El colapso en los precios de la vivienda que se ha producido en los últimos años nos recuerda a todos los horrores de la deflación. Millones de propietarios deben a los bancos más de lo que valen sus viviendas, lo cual hace imposible su venta, cambiarse a otra o aceptar un nuevo empleo en otra parte. ¿Qué ocurriría si la deflación se trasladase a toda la economía, si bajasen los salarios y el precio de todos los bienes y servicios?

Son muy pocos los economistas que esperan una deflación profunda y prolongada como la acontecida durante la Gran Depresión. Pero Estados Unidos y muchas economías mundiales no están saliendo de la recesión tan rápidamente como se predecía a principios de año, y algunos expertos advierten que el riesgo de deflación debería ser una de las principales preocupaciones de los responsables de las políticas económicas. “Creo que existe una probabilidad razonable de tener deflación en algunos países occidentales en algún momento, en el próximo año o dos”, dice el profesor de Finanzas de Wharton Franklin Allen, incluyendo también a Estados Unidos en el análisis.

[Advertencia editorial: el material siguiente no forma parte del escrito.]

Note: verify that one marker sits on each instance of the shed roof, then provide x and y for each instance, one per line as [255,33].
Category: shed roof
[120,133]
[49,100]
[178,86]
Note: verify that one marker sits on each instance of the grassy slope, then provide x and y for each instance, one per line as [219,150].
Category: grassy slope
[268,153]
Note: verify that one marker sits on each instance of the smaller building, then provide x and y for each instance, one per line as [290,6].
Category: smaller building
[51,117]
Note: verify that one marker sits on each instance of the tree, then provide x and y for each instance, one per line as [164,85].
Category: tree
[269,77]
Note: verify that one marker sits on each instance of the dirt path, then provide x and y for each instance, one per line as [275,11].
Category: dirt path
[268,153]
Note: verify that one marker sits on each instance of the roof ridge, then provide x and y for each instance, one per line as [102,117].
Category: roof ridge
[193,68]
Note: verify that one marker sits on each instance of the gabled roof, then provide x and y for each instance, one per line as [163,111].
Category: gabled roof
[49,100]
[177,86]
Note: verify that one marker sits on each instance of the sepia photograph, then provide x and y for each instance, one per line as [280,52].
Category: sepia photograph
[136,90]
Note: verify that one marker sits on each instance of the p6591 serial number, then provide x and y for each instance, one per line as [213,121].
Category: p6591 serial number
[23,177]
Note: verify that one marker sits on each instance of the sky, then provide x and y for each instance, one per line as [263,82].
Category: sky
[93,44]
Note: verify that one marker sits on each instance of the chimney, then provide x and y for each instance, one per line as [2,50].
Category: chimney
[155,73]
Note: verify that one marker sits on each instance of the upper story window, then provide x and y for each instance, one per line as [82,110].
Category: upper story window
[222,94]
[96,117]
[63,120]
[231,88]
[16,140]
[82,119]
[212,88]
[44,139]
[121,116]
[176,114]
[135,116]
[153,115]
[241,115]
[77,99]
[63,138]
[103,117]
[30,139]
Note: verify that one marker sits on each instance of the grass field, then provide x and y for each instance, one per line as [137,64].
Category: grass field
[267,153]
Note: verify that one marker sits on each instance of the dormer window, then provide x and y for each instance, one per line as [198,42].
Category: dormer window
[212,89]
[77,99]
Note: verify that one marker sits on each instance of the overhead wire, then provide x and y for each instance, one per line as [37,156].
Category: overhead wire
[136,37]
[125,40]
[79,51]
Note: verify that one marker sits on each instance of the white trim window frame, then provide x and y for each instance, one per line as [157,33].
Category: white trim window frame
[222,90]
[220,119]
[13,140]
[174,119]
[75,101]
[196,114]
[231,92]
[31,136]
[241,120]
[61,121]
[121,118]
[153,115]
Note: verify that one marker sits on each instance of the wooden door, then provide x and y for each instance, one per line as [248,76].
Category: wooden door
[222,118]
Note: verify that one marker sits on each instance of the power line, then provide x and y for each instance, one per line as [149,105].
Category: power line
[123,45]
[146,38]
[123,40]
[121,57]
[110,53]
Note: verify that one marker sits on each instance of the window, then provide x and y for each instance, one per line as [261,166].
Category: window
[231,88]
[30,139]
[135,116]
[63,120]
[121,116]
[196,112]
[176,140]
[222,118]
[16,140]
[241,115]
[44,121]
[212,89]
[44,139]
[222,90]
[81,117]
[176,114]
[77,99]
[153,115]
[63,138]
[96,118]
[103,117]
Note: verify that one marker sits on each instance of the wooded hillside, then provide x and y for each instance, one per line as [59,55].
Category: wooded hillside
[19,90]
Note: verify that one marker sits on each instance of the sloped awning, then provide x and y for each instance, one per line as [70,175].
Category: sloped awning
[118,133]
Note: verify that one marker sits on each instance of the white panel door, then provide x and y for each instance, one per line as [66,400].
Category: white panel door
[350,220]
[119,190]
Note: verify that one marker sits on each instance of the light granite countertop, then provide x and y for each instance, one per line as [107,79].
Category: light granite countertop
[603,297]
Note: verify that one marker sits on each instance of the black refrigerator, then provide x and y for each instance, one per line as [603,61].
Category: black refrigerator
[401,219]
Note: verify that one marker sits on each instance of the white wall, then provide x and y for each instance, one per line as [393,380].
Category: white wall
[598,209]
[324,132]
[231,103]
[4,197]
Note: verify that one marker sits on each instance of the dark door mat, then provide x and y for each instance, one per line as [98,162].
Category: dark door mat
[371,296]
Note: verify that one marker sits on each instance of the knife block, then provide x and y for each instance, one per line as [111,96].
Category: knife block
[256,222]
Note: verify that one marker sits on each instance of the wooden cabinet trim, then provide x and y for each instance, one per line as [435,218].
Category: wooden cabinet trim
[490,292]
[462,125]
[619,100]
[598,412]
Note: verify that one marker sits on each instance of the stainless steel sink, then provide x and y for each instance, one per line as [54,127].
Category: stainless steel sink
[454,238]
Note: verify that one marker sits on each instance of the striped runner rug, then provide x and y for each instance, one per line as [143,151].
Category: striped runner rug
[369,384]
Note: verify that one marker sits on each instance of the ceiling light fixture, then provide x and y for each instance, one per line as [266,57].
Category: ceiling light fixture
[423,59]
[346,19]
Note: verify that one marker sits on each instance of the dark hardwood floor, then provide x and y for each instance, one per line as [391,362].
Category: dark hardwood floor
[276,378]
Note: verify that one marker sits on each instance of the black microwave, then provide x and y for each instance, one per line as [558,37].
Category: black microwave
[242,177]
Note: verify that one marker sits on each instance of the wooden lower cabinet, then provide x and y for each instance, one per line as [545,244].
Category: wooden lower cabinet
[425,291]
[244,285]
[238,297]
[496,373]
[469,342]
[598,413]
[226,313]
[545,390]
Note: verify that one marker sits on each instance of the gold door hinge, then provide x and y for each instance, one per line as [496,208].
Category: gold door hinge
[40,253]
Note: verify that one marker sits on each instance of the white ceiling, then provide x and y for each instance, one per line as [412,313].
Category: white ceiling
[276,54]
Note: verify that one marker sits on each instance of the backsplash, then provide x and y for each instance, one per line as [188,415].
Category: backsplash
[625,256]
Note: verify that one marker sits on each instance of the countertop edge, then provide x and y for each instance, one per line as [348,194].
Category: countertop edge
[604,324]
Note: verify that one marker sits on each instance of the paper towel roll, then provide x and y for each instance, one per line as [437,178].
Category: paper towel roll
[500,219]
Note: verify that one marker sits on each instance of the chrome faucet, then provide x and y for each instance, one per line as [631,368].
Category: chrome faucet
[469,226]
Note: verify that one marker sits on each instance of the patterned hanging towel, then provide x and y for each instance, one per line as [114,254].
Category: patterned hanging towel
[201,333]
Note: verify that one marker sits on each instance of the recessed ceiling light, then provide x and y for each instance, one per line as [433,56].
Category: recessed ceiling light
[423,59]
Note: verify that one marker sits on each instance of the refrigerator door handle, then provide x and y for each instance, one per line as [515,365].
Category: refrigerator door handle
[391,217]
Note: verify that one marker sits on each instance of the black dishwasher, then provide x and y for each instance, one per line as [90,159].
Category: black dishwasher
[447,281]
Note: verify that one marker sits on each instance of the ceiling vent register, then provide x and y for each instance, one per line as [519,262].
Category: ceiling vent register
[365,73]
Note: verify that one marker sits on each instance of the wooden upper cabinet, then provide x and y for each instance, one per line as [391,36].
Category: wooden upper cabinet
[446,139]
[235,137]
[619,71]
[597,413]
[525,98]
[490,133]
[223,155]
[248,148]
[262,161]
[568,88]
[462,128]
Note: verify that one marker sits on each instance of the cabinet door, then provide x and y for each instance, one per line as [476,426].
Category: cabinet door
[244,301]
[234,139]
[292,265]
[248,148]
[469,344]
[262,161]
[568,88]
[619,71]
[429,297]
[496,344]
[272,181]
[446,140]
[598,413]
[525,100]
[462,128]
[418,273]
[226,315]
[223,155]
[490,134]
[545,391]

Las políticas económicas puestas en marcha por el gobierno chino para controlar el crecimiento y la inflación serían un factor clave, señala Allen. Este tipo de política reduciría la demanda mundial de bienes de consumo, presionando los precios a la baja. Además, muchos estadounidenses, preocupados por sus empleos y el valor de sus inversiones y sus hogares, han aumentado su propensión al ahorro, lo cual les deja con menos dinero destinado al consumo. Como el rendimiento del ahorro es tan bajo -por debajo del 1% en la mayoría de las cuentas de ahorro-, la gente siente la necesidad de ahorrar incluso más.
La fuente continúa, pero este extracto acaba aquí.